A recently published study found that the majority of cardiac patients utilizing fish oil dietary supplements did so without the recommendation of a healthcare professional and without proper medical supervision.
In order to determine and better understand misconceptions regarding fish oil dietary supplements, the study authors assessed patient’s patterns of use and knowledge surrounding these products. During the study, an anonymous survey was presented to 1000 consecutive patients in the in-patient cardiology service at the Creighton University Medical Center between January 2015 and March 2017.
The survey included 10 multiple choice questions inquiring about reasons for use, active ingredients in and brand of the product, prescriber recommendations, purchase place, cost, pill burden, and the use of supplements versus prescription omega-3 fatty acids. Of the total patients who received the survey, 71% (N=711) completed it.

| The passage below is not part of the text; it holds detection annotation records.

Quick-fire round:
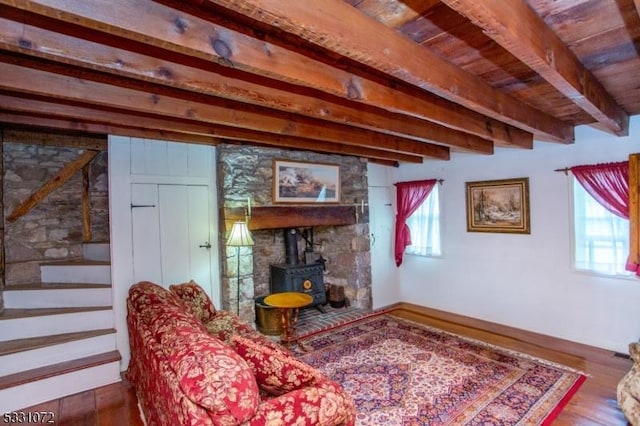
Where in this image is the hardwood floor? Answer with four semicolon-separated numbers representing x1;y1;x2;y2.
24;303;632;426
21;380;144;426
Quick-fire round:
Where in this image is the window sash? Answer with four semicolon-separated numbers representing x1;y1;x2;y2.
405;185;442;256
572;178;629;275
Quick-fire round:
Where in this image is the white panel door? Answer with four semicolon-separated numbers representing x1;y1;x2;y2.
131;184;214;299
369;186;400;309
131;183;162;284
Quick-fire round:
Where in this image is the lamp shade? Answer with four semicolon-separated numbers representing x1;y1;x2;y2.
227;222;253;247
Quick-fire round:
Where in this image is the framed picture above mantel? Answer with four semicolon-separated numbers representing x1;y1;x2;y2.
466;177;531;234
273;160;340;204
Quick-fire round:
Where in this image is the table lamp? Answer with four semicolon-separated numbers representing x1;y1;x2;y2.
227;221;253;315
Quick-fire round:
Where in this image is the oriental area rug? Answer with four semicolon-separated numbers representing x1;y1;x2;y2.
293;312;586;426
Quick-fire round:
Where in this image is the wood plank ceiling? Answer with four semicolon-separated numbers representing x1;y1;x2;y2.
0;0;640;165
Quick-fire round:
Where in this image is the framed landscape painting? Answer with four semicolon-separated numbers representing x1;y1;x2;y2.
466;178;531;234
273;160;340;204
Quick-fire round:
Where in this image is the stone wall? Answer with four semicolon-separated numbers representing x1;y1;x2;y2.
217;144;372;321
2;143;109;285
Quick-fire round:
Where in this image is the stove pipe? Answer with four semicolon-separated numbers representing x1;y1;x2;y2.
284;228;298;265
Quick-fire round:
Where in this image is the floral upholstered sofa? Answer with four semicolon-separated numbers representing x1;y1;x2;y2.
127;282;355;426
617;342;640;426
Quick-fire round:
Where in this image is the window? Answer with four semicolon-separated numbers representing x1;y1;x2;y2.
405;184;442;256
573;178;629;275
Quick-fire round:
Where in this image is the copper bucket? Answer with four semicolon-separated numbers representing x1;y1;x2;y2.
256;296;282;336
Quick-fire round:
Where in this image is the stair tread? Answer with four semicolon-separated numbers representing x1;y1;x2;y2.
0;328;116;356
4;283;111;292
0;350;122;390
0;306;112;321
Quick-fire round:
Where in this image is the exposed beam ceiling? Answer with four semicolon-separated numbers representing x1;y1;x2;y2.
0;0;640;164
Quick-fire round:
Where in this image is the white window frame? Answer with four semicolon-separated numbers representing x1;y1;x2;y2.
405;183;444;258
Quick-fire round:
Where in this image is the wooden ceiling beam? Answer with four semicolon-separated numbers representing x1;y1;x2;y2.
0;18;496;154
0;94;422;163
0;109;220;145
0;58;449;160
443;0;629;136
193;0;574;142
0;0;532;148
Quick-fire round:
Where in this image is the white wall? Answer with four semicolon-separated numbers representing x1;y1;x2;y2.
367;163;402;309
393;116;640;353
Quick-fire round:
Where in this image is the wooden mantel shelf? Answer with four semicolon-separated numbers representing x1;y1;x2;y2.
223;205;360;231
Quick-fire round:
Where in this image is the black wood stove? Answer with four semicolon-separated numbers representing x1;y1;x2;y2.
270;228;327;312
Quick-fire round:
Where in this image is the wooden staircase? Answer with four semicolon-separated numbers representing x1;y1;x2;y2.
0;243;121;413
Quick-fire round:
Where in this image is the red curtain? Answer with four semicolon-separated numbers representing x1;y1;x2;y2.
571;161;629;219
394;179;437;266
570;161;640;275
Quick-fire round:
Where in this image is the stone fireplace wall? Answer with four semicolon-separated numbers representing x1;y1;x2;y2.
217;144;372;321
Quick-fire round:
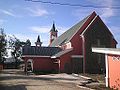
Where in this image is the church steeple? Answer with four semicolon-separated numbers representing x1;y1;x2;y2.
50;22;58;32
49;22;58;45
35;35;42;47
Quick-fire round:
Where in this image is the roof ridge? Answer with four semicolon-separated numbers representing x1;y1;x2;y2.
51;11;97;46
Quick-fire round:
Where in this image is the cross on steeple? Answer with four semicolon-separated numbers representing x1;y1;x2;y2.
35;35;42;47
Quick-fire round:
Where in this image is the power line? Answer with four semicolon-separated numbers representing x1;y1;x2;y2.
25;0;120;9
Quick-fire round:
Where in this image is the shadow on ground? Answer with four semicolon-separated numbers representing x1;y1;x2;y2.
0;85;27;90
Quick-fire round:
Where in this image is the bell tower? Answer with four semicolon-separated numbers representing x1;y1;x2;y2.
35;35;42;47
49;22;58;45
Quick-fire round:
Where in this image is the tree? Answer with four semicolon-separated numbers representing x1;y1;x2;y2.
0;28;7;63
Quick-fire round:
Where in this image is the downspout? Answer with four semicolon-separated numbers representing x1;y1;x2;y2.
105;54;109;87
80;15;97;73
80;35;85;73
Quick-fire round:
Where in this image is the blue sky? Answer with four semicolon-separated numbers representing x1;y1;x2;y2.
0;0;120;47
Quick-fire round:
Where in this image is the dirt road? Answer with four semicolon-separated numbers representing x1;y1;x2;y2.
0;69;88;90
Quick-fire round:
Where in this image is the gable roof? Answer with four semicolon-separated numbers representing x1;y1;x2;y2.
51;48;73;58
50;12;96;47
22;46;61;56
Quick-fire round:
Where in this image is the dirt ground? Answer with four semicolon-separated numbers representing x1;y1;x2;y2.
0;69;90;90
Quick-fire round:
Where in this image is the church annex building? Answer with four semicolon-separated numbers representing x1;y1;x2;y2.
22;12;117;73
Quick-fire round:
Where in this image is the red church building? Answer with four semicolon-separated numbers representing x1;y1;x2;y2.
22;12;117;73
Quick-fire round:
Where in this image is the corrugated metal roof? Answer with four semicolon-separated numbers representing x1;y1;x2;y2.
22;46;61;56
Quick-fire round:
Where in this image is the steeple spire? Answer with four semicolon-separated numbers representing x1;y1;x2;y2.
35;35;42;47
49;21;58;45
50;21;57;32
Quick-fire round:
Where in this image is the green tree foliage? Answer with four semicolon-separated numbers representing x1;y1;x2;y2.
0;28;7;63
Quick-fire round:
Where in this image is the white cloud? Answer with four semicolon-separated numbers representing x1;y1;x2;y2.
72;0;115;21
29;26;51;33
0;9;16;17
0;19;6;26
27;7;49;16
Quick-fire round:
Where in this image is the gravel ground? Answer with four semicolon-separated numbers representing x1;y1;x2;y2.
0;69;90;90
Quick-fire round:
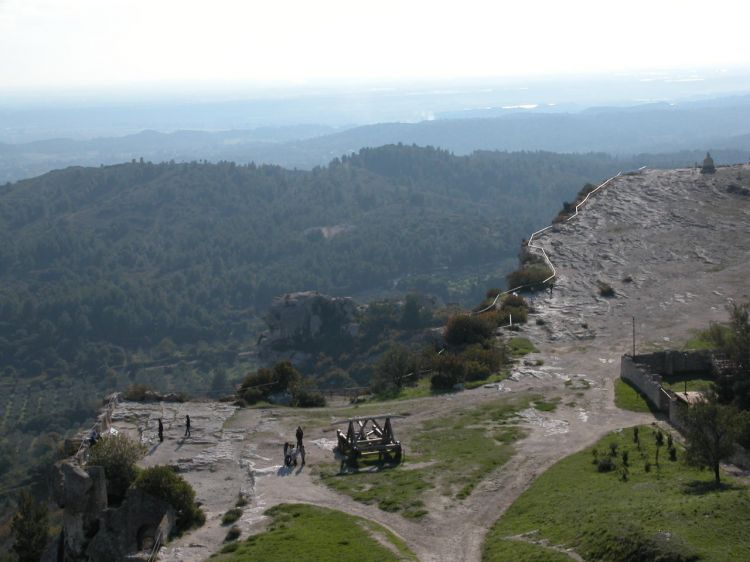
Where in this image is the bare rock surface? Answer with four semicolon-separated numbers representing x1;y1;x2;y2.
104;167;750;562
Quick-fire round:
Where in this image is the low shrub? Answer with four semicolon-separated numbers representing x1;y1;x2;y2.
508;263;552;291
596;281;615;297
221;507;242;525
88;433;145;505
133;466;206;532
122;384;154;402
292;389;326;408
224;525;242;542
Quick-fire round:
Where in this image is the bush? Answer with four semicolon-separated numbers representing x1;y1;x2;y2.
596;281;615;297
464;361;492;381
461;344;506;373
586;523;700;562
443;314;492;345
221;507;242;525
133;466;206;532
508;263;552;291
430;353;466;390
88;433;145;505
222;525;242;540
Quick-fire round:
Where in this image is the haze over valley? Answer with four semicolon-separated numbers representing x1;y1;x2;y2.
0;0;750;562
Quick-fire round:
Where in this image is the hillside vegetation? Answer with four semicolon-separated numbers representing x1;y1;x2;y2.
0;146;622;376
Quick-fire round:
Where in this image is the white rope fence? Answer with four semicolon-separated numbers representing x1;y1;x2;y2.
73;392;120;464
470;166;646;316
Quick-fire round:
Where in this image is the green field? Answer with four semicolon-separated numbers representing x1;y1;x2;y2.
615;378;656;412
318;395;536;519
661;372;714;392
483;426;750;561
508;337;539;357
212;504;417;562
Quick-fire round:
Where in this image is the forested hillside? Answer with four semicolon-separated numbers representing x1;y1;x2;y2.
0;146;627;375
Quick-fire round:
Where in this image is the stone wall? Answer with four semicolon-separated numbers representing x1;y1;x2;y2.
635;350;713;375
620;355;669;411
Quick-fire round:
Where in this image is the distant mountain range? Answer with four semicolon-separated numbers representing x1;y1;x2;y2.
0;96;750;182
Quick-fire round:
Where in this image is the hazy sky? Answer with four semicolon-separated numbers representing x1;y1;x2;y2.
0;0;750;92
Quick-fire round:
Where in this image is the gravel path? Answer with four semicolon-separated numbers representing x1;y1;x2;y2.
107;166;750;562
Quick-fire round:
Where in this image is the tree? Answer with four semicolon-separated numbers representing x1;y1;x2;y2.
373;345;419;390
683;393;747;485
710;303;750;410
10;490;48;562
133;466;206;531
401;295;421;330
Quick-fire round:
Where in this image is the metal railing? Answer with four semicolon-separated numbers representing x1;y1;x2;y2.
73;392;120;464
469;166;646;316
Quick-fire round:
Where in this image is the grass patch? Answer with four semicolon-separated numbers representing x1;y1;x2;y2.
212;504;417;562
483;426;750;561
615;378;658;413
221;507;242;525
464;370;510;390
368;377;444;402
316;395;532;519
482;539;571;562
661;372;714;392
508;336;539;357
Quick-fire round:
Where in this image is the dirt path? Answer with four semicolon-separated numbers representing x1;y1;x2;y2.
111;167;750;562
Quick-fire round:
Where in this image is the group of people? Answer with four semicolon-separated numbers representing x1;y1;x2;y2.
151;414;190;443
158;414;312;467
284;426;305;467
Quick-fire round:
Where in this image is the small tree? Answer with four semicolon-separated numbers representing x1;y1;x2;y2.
88;433;144;504
654;429;664;466
374;345;419;391
683;394;746;485
10;490;49;562
711;303;750;410
134;466;206;531
444;314;492;345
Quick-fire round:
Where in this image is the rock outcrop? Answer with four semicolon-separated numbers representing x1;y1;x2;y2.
42;458;176;562
266;291;358;349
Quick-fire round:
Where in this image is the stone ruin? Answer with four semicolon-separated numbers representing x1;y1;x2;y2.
266;291;359;349
620;350;718;428
41;458;176;562
41;394;176;562
701;152;716;174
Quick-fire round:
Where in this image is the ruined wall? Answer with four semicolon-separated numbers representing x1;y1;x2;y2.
635;350;713;375
620;355;669;411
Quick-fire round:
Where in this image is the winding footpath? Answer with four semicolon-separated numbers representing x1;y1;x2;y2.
113;166;750;562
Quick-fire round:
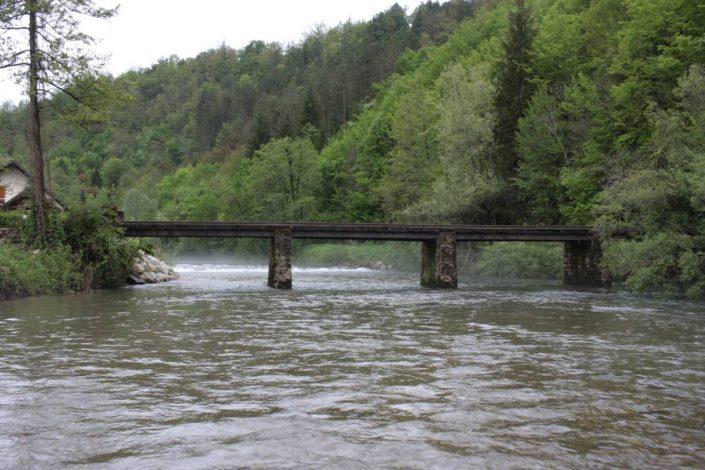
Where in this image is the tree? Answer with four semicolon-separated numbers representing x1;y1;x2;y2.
249;137;320;221
0;0;117;245
494;0;534;177
247;113;272;157
514;89;568;224
405;63;504;223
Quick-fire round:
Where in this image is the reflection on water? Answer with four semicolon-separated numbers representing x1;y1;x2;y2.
0;265;705;468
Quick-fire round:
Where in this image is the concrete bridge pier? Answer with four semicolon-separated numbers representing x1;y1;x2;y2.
267;229;292;289
563;238;612;287
421;232;458;289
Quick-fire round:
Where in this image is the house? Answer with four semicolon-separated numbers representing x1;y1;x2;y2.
0;162;66;211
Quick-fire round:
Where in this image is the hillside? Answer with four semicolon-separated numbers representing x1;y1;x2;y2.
0;0;705;297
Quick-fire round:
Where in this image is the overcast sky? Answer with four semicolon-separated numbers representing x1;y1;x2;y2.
0;0;422;102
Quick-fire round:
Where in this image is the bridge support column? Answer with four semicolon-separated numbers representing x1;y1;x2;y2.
267;229;292;289
563;239;612;287
421;232;458;289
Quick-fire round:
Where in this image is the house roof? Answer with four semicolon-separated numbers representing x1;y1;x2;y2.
0;160;68;210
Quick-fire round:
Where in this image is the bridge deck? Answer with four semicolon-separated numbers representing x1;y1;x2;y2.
124;222;596;242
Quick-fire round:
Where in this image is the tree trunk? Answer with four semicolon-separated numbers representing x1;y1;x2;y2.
27;0;47;246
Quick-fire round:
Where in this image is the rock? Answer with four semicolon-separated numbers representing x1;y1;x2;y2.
127;250;179;285
370;261;389;271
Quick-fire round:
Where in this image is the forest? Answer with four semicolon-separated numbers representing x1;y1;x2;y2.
0;0;705;298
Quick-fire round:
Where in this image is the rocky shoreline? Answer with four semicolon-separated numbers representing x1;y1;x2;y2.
127;250;179;285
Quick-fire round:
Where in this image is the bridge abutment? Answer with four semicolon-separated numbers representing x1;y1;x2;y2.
421;232;458;289
563;238;612;287
267;229;293;289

“Primary reasons for use included general health (34%), heart health (28%), arthritis (9%), and lipid disorders (8%),” the study authors reported. Results of the survey found that only 14% of patients were recommended to initiate fish oil products by a healthcare provider while 2.5% received prescription omega-3-fatty acids.
Additionally, findings of the study also showed that only 26% of respondents knew the active ingredient in their supplement and 81% obtained their supplements through nonpharmacy retail sellers.
“Most cardiac patients consuming fish oil dietary supplements do so without medical supervision and without knowledge of the active ingredients,” the study authors concluded. They added, “As most patients obtain supplements outside of a pharmacy, opportunities to monitor and educate patients remain a major challenge.”